High Expectations

[written in Baltimore, MD, while teaching English at a Baltimore City Public High School]

I have high expectations for my students. So high. I don’t care how far behind their reading level is or how many writing skills they lack; they need to do whatever it takes to meet my expectations. Because I know they can do it. Because they need to see that they can do it. Because, in order to avoid a life struggling or hustling or behind bars, in order to live the lives of fulfillment and achievement that they deserve, they need to read and write–well. That means focus. Determination. Faith.

But sometimes I wonder if they think I’m asking them to perform miracles.

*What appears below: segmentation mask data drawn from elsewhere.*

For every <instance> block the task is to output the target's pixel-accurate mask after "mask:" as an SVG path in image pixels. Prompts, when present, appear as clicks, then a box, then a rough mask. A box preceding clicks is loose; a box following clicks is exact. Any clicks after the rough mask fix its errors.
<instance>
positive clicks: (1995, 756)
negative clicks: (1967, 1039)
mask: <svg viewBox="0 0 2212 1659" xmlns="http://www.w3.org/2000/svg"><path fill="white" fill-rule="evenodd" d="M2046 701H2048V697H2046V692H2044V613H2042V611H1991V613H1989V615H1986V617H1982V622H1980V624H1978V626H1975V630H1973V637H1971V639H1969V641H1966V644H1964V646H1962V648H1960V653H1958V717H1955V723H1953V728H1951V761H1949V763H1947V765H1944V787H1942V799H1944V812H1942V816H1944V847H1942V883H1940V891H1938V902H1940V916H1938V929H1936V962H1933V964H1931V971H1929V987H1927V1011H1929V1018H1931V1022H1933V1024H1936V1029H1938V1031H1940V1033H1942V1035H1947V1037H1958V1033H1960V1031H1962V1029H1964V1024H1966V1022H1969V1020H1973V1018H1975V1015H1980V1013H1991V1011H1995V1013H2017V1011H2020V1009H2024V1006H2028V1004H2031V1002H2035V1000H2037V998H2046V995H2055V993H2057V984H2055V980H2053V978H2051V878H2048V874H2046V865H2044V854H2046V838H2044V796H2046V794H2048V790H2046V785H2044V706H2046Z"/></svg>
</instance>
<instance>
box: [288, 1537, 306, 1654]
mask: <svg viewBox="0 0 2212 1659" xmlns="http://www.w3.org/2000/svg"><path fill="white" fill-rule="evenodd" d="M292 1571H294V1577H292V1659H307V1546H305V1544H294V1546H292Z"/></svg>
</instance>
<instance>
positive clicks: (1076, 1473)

It’s not just that I ask them to juggle the responsibilities of kids raising kids, the heartbreak of lost mothersfathersbrotherssistersfriends, the demands of a low-income household and the standard desires and distractions of adolescence in addition to my expectations. It’s that even the building in which I ask them to make this commitment is infected with the malice and malignancy of the streets. A fight after lunch today ended only after police maced the fist-wielding students. Ambulances took seriously injured students to the hospital. While I knew before I started this job that this was their reality, the incessant reminders of how incredibly hard life is for my students can literally bring me to tears.

So tonight, I cry. But tomorrow I will walk through those doors with my same high expectations. I just pray my students walk through those doors safe and healthy so that one day they can leave this place–prepared and poised to live the life I’m dreaming for them.